Team Brask is a racing team founded by Danish businessman and racing driver Lars-Christian Brask in 1998. The team was formed to compete at every level, but quickly began promoting talented young single-seater drivers. Team Brask's managing director was Alf Boarer, a successful UK based racing driver. Their most successful driver was the Italian Giorgio Pantano whom the team propelled from Karting up to a Formula One test with Benetton in less than two years.

1998 
The team was launched at Stamford Bridge, Chelsea. The driver line up for the first season comprised Alf Boarer and Paul Sheard (Eurocar V6), Lars-Christian Brask and Steve Thompson (Legends Cars) and Mark McLoughlin (Formula First). Thompson finished third whilst McLaughlan was runner-up. Later in the season a new recruit, Westley Barber, won the Elf La Filiere Scholarship in France.

1999 
Rapid expansion of the team saw several wins. Outside of the Eurocar package Andy Priaulx was the overall winner in the Renault Sport Spider championship. Danish drivers Jesper Carslen and Allan Simonsen were added to the line-up and formed part of the winning team at the 1999 Formula Ford World Cup. The team won or placed high in many other events:

 Pickup Truck Championship, Kevin Clarke (Winner)
 Formula Renault Winter Star Cup, Mark McLoughlin (Winner)
 British Touring Car Championship, Michelin Racer of the Year, Mark Blair (Winner)
 British Touring Car Independents Cup Runner-up, Mark Blair
 BRSCC Trophy 	Winner 	Lars-Christian Brask
 Autosport British Club driver of the year 	Winner 	Andy Priaulx
 BRSCC Entertainer of the year, Winner 	Kevin Clarke
 Danish Automobile Sports Young Danish Talent of the Year 	Winner 	Jesper Carlsen
 Eurocar V6 Championship, Runner-up, John Mickel
 Legends Cars Championship, 3rd place, John Mickel
 Formula Palmer Audi Winter Championship, 3rd place, Giorgio Pantano
 Caterham Superlight Challenge, 3rd place, Richard Hay
 Cable 17 Television Motor Sports Personality, Winner, Team Brask

2000 
Giorgio Pantano took part in the German Formula Three Championship and won the title at the first attempt.
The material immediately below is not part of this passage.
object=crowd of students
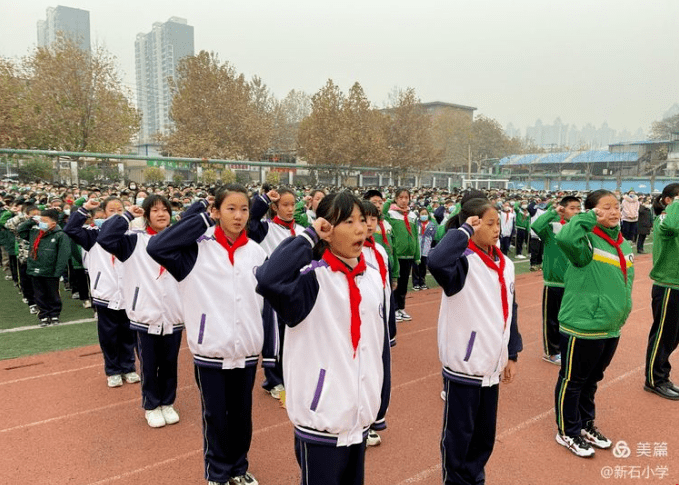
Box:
[0,183,679,485]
In the Eurocar package Mark Willis finished second in the V8 competition formula. In total the team had 26 race wins.

2001 
Alex Müller joined the team and took third place in the European Formula 3000 Championship. Pantano moved up from Formula Three to the FIA Formula 3000 Championship and won the Monza race. He was awarded "Autosprint Italian International driver of the year".